Financial trading is the act of buying and selling financial assets with the goal of profiting from changes in their price. When a trader believes a price will rise, they buy (go long). When they believe it will fall, they sell (go short). The difference between the entry price and the exit price is the profit — or the loss.
Unlike long-term investing, which can hold positions for years, trading typically operates on shorter timeframes — from a few minutes (scalping) to several weeks (swing trading). The goal is the same: buy low, sell higher. Or sell high, buy lower.

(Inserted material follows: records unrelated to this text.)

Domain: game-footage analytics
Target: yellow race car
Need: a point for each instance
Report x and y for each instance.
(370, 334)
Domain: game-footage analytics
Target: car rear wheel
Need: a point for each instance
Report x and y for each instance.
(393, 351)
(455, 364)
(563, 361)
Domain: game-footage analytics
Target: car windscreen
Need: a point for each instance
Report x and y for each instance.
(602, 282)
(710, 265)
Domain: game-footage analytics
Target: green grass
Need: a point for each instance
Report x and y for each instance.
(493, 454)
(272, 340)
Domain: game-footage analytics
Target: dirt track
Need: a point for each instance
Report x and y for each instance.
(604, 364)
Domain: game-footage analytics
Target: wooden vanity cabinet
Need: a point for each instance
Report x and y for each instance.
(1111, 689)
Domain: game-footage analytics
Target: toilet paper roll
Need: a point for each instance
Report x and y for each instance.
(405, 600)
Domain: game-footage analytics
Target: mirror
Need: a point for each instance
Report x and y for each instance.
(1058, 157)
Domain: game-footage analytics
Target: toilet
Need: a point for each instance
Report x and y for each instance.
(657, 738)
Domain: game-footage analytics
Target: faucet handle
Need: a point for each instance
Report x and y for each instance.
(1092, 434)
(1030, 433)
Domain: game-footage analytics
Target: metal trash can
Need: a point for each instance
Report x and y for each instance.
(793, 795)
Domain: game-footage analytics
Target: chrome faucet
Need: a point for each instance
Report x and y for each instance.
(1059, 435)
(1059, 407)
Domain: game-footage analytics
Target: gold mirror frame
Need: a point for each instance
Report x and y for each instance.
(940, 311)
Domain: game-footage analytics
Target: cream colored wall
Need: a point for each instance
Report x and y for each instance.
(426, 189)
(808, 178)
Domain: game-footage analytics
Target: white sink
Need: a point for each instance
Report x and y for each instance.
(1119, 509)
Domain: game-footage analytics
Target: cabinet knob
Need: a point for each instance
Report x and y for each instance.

Every market move comes from a single force — an imbalance between supply and demand. More buyers than sellers → price rises. More sellers than buyers → price falls. Every strategy you will ever learn — every indicator, every pattern — is just a different way of measuring this single truth.
Markets can be traded in both directions, which is one of trading's biggest advantages over traditional investing. You can profit whether the market goes up or down — provided you guess the direction correctly.
| Aspect | Trading | Investing |
|---|---|---|
| Timeframe | Minutes to weeks | Years to decades |
| Goal | Profit from price moves | Wealth accumulation |
| Tools | Technical analysis, charts | Fundamental analysis |
| Activity | Active & frequent | Passive & rare |
| Direction | Long or short | Almost always long |
You do not need to predict the market. You need to react to it correctly. The traders who survive are not fortune-tellers — they are skilled readers of what the chart is showing right now.